Interfaces are those classes that extract the common functionality and expose them as derivable functions. Interfaces are denoted like <> in the uppermost compartment of the class diagram.

Visibility
Visibility of attributes or operations restrict the consumer classes from accessing them. Examples of visibility includes private (-), public (+), protected (#). Use visibility markers to signify who can access the information contained within a class. Private visibility hides information from anything outside the class partition. Public visibility allows all other classes to view the marked information. Protected visibility allows child classes to access information they inherited from a parent class. For static attributes, underline the attribute name.

Associations

Associations
Associations represent static relationships between classes. Place association names above, on, or below the association line. Use a filled arrow to indicate the direction of the relationship. Place roles near the end of an association. Roles represent the way the two classes see each other.
Note: It's uncommon to name both the association and the class roles.

Directional navigation

Utilize a navigation arrow on the association line when one class can
communicate one way with another. Show directional navigation with an arrowhead at one
end of the association, indicating the direction of allowable communication. For bidirectional association no arrow heads are necessary(just makes it clumsy)

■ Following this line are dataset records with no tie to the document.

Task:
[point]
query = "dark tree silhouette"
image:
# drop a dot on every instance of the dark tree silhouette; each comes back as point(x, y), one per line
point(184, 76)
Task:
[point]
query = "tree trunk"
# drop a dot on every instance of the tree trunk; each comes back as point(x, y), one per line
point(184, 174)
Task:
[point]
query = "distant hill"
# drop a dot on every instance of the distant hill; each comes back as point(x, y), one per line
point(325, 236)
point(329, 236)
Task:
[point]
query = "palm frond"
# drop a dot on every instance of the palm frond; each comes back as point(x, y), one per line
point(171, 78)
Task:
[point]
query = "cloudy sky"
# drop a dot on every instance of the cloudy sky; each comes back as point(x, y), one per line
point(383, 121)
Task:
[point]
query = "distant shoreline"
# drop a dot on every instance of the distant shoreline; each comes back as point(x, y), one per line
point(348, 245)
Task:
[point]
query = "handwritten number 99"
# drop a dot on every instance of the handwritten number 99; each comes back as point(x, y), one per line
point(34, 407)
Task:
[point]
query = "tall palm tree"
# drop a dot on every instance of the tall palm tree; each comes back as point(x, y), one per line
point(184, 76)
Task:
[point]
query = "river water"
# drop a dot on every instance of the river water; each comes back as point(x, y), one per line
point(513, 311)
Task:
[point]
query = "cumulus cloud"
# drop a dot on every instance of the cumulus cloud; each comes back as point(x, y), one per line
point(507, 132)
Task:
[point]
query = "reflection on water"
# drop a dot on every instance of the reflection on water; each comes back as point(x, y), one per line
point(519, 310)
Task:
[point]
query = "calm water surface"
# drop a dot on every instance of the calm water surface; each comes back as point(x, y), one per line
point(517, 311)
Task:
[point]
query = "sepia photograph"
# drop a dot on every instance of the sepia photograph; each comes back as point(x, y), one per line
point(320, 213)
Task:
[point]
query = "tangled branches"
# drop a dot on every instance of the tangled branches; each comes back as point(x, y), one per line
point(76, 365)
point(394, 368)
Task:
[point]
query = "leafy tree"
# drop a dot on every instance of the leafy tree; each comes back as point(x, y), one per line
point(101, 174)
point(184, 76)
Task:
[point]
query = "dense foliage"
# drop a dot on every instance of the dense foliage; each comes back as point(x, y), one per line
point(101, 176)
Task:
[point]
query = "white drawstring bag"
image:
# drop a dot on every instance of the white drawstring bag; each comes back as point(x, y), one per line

Multiplicity (Cardinality)
Multpilicity indicates the number of times one class is related to another. For example, one company will have one or more employees, but each employee works for one company only. Place multiplicity notations near the ends of an association. These symbols indicate the number of instances of one class linked to one instance of the other class. Normally * indicates no definite upper limit. Example, number of issues solved by a developer in a day. This can vary from 0..*. In case if the organization has stipulated levels like a developer needs to solve at least 2 issues per day, the multiplicity will 2..*

Constraint
In case there are conditions to be looked in to when designing, use constraints. Place constraints inside curly braces {}. For example, if there is a condition like needs to solve issues only if the severity of the issue is 0 (0 indicates top priority), we depict it like {severity =0} above the association line.

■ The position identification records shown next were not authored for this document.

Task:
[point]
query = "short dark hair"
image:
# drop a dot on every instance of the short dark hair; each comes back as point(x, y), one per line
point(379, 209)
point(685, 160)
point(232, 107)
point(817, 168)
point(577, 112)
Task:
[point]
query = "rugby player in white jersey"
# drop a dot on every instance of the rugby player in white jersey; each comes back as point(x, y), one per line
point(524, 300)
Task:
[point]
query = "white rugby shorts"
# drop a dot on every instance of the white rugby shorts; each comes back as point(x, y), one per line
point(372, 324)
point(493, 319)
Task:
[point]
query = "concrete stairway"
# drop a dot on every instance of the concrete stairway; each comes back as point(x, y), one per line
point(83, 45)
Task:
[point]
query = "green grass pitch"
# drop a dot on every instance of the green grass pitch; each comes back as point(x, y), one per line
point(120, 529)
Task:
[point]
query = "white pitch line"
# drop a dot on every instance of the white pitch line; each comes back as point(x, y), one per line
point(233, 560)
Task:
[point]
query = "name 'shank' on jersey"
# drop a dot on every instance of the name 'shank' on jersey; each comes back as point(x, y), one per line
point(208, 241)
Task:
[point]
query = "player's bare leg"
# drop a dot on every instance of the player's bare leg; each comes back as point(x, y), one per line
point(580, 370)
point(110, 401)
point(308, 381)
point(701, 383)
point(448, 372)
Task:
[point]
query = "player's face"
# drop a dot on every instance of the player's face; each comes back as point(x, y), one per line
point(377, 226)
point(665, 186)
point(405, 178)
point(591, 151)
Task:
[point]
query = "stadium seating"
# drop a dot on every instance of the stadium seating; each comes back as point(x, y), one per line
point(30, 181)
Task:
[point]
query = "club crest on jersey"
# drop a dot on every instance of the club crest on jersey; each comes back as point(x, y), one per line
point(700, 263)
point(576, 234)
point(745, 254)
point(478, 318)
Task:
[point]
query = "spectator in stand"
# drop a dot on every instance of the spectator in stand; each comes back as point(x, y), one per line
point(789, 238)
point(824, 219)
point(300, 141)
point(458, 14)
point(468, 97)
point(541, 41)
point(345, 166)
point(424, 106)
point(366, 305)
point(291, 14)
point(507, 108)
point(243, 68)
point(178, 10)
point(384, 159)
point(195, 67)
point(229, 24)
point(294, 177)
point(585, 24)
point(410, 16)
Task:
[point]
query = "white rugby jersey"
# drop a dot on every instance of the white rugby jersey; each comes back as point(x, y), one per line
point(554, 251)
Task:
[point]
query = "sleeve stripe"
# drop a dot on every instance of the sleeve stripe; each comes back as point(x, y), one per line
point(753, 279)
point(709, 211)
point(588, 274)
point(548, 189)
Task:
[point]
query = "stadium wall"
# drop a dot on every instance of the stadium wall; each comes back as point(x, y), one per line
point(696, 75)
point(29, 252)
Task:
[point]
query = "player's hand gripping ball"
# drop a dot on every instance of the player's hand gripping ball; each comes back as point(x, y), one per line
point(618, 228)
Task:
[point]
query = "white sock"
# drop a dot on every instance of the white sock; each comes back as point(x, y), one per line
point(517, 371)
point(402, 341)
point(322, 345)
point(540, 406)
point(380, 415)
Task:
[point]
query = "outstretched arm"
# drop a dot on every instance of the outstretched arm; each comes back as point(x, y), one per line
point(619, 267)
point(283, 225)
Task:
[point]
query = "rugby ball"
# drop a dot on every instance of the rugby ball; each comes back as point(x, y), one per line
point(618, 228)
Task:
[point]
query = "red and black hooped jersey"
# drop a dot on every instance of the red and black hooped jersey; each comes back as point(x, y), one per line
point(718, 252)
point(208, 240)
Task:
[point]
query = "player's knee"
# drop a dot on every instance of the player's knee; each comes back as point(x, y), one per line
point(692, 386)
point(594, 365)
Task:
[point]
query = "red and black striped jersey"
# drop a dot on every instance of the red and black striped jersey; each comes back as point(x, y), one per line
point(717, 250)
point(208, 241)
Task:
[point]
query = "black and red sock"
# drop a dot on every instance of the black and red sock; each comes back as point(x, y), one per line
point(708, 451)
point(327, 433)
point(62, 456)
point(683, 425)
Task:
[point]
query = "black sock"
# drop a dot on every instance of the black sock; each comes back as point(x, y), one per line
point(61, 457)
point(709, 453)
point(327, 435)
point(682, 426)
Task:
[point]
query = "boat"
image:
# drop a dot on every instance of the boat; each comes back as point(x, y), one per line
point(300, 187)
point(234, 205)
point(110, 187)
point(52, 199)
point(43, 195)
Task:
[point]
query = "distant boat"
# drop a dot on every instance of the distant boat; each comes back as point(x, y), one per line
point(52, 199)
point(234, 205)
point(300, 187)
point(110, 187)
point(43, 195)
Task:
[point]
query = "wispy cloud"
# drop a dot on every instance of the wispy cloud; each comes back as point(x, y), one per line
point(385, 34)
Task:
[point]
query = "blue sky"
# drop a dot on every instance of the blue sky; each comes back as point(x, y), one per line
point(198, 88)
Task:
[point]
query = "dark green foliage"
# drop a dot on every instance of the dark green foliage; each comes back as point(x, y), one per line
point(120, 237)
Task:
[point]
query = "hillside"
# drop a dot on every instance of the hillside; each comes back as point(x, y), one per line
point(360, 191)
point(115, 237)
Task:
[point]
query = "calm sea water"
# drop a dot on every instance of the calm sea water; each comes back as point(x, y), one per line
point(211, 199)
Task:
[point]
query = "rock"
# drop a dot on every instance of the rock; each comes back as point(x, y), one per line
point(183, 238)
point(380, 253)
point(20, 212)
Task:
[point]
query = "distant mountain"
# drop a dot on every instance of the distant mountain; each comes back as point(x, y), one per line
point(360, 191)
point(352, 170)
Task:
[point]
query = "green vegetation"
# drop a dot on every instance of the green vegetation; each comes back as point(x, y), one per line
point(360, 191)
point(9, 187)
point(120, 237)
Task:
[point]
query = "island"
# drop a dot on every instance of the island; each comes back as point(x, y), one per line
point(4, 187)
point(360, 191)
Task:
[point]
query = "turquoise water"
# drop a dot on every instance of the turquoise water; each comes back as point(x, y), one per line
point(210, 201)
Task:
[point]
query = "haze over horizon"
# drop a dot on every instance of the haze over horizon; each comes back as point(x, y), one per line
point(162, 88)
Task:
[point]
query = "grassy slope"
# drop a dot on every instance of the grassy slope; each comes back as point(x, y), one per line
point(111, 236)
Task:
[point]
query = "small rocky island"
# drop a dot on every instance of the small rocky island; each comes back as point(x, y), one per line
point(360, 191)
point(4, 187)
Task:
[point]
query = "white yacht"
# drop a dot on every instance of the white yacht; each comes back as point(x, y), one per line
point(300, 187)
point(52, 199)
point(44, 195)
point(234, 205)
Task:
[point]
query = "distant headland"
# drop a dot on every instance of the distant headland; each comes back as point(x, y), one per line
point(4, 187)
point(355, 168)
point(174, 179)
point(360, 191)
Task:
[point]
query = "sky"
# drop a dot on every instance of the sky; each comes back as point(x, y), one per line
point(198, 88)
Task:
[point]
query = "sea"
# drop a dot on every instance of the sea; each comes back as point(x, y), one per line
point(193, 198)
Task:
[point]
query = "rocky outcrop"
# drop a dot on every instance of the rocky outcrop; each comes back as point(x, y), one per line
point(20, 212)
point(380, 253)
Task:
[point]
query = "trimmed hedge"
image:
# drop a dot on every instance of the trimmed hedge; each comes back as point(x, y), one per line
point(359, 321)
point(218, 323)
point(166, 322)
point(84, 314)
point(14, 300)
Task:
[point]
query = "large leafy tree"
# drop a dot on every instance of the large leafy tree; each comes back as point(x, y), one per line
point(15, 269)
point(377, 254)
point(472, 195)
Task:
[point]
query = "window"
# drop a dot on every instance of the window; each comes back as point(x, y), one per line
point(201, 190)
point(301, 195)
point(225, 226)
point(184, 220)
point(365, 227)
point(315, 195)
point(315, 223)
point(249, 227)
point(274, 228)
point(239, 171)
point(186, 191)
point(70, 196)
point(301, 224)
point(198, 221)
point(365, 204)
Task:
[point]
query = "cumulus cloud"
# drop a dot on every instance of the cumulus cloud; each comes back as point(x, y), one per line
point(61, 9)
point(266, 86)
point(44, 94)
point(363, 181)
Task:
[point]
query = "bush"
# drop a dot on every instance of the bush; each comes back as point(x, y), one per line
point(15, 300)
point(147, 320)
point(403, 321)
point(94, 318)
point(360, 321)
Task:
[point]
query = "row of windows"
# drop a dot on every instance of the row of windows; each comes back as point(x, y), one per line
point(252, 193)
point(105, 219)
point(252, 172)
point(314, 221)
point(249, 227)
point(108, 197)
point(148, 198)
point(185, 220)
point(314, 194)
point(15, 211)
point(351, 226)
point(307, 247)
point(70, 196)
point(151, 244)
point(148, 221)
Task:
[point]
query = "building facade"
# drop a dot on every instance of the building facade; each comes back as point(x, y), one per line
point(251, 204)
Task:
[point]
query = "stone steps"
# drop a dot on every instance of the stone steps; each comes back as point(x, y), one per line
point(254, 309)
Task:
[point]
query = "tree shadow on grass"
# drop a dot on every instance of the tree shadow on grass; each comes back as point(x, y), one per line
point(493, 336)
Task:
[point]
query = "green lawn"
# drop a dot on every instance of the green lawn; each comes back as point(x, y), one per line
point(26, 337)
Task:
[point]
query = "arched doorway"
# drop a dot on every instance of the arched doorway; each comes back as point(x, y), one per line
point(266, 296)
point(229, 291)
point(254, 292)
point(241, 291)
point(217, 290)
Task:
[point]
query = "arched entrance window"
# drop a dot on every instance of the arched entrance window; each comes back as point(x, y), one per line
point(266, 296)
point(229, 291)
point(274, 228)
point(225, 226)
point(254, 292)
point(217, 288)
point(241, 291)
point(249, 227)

Composition and Aggregation
Composition is a special type of aggregation that denotes a strong ownership between Class A, the whole, and Class B, its part. We can illustrate composition with a filled diamond. Use a hollow diamond to represent a simple aggregation relationship, in which the "whole" class plays a more important role than the "part" class, but the two classes are not dependent on each other. The diamond end in both a composition and aggregation relationship points toward the "whole" class or the aggregate.

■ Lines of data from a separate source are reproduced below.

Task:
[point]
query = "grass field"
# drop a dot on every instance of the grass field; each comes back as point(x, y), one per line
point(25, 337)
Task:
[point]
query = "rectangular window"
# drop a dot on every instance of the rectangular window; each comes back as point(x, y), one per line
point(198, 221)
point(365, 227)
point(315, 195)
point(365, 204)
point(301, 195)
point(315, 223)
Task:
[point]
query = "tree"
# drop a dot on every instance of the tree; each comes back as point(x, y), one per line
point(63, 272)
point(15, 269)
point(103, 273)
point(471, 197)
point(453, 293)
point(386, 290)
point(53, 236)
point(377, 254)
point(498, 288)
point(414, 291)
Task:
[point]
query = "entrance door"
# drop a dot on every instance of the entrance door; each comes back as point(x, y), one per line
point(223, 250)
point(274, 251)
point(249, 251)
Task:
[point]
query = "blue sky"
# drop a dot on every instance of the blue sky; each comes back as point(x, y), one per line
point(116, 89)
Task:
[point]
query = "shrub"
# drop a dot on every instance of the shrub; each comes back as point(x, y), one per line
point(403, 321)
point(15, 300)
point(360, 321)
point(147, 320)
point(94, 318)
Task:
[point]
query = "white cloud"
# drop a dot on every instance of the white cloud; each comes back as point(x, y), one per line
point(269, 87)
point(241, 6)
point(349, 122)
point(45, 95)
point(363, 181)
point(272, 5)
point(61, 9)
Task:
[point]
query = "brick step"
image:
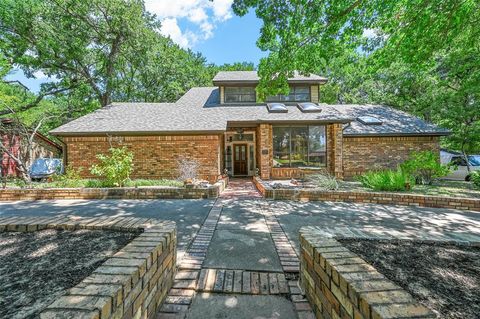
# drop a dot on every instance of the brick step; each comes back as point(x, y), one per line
point(242, 282)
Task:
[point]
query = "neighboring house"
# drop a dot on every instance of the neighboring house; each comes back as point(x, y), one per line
point(226, 128)
point(43, 147)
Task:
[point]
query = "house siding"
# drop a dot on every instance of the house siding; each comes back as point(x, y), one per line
point(361, 154)
point(154, 156)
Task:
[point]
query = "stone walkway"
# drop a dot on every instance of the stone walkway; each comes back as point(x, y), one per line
point(240, 265)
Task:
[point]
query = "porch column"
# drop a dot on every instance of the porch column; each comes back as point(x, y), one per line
point(335, 152)
point(264, 150)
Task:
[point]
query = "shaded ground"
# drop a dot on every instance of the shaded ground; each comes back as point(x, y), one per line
point(438, 188)
point(36, 268)
point(219, 306)
point(294, 215)
point(188, 214)
point(444, 278)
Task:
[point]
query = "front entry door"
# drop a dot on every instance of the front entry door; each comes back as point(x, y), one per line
point(240, 160)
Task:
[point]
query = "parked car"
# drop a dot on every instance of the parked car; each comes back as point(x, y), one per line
point(43, 168)
point(460, 170)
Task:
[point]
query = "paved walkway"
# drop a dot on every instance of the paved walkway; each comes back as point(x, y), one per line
point(237, 256)
point(240, 265)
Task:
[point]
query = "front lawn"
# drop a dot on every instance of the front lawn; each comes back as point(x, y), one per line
point(438, 188)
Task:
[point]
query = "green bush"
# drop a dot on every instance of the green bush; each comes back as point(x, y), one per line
point(114, 169)
point(154, 182)
point(425, 167)
point(72, 178)
point(323, 181)
point(475, 178)
point(387, 180)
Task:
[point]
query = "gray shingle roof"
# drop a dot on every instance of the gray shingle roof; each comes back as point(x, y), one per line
point(252, 76)
point(199, 111)
point(394, 122)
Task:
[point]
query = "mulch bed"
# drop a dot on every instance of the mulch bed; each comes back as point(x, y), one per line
point(442, 277)
point(38, 267)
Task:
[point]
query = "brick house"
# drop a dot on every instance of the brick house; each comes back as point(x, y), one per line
point(227, 129)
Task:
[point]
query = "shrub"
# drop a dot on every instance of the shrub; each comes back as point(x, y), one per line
point(187, 169)
point(323, 181)
point(71, 178)
point(387, 180)
point(425, 167)
point(114, 169)
point(475, 178)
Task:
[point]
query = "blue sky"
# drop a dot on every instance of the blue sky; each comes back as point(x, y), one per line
point(209, 27)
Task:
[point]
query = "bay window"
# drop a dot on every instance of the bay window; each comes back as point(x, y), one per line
point(299, 146)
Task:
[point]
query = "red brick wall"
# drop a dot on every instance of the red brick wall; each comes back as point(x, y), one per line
point(264, 149)
point(154, 156)
point(366, 153)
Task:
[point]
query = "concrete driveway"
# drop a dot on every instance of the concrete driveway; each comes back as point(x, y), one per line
point(189, 214)
point(387, 218)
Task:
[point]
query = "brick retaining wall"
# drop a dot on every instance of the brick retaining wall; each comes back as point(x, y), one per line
point(368, 197)
point(114, 193)
point(133, 283)
point(339, 284)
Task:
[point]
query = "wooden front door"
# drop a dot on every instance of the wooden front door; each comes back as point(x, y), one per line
point(240, 159)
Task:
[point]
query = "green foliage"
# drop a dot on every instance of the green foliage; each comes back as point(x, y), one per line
point(153, 182)
point(71, 178)
point(114, 169)
point(424, 167)
point(475, 178)
point(418, 56)
point(323, 181)
point(387, 180)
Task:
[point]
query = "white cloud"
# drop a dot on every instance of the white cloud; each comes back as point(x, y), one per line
point(204, 15)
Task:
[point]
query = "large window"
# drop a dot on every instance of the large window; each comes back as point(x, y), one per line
point(296, 94)
point(239, 94)
point(299, 146)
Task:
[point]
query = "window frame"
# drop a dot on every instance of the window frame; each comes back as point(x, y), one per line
point(321, 165)
point(225, 88)
point(281, 98)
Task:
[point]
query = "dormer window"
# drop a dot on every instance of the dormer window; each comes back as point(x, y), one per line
point(369, 120)
point(240, 94)
point(297, 94)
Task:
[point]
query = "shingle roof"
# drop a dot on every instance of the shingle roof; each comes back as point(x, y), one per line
point(394, 122)
point(252, 76)
point(199, 111)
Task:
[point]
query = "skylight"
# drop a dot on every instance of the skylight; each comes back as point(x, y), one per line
point(309, 107)
point(277, 108)
point(369, 120)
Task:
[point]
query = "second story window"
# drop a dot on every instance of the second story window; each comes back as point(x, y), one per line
point(297, 94)
point(239, 94)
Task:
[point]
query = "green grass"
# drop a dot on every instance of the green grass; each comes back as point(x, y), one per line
point(439, 188)
point(95, 183)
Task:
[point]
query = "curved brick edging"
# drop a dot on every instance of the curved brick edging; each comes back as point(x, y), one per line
point(368, 197)
point(134, 282)
point(339, 284)
point(114, 193)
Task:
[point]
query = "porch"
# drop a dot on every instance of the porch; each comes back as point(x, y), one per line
point(260, 150)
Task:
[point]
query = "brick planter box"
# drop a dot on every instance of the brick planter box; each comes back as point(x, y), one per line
point(339, 284)
point(368, 197)
point(114, 193)
point(133, 283)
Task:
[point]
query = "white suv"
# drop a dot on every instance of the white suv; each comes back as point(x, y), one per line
point(458, 160)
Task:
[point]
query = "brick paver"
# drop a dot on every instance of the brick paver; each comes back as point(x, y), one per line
point(193, 277)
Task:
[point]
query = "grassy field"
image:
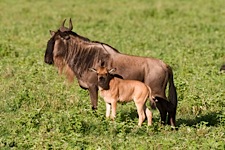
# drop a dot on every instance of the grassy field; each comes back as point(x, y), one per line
point(39, 110)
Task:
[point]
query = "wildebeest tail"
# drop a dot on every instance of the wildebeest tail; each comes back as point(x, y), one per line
point(151, 98)
point(172, 89)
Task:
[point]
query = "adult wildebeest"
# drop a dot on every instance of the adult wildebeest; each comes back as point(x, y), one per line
point(113, 89)
point(74, 53)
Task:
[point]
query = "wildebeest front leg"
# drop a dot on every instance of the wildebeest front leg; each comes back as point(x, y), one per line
point(108, 109)
point(93, 92)
point(171, 114)
point(113, 115)
point(162, 110)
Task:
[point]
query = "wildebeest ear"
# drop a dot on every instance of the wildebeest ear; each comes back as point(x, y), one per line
point(52, 32)
point(112, 70)
point(92, 69)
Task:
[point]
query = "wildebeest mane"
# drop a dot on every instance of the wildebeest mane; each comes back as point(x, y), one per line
point(81, 56)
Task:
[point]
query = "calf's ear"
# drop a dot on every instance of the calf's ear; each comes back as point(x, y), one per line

Example: A product consists of many features. So remove all the features you actually kill the product. This is for composition. Many developers might work on a product. Assume all the features are complete and the product is in stable mode, the developers can be moved to another product. This is aggregation. (this situation is hypothetical and is used for simplicity in illustration only).

Generalization
This is used to depict the important OO concept of inheritance. It is another name for inheritance or an "is a" relationship. It refers to a relationship between two classes where one class is a specialized version of another. For example, an employee within a software organization can be a manager, developer, quality analyst and so on. But all of these instances share common attributes like designation, ID etc.

It is depicted with an arrow drawn from the child class to base class, the arrow head pointing to the base class.

In real life coding examples, the difference between inheritance and aggregation can be confusing. If you have an aggregation relationship, the aggregate (the whole) can access only the PUBLIC functions of the part class. On the other hand, inheritance allows the inheriting class to access both the PUBLIC and PROTECTED functions of the superclass.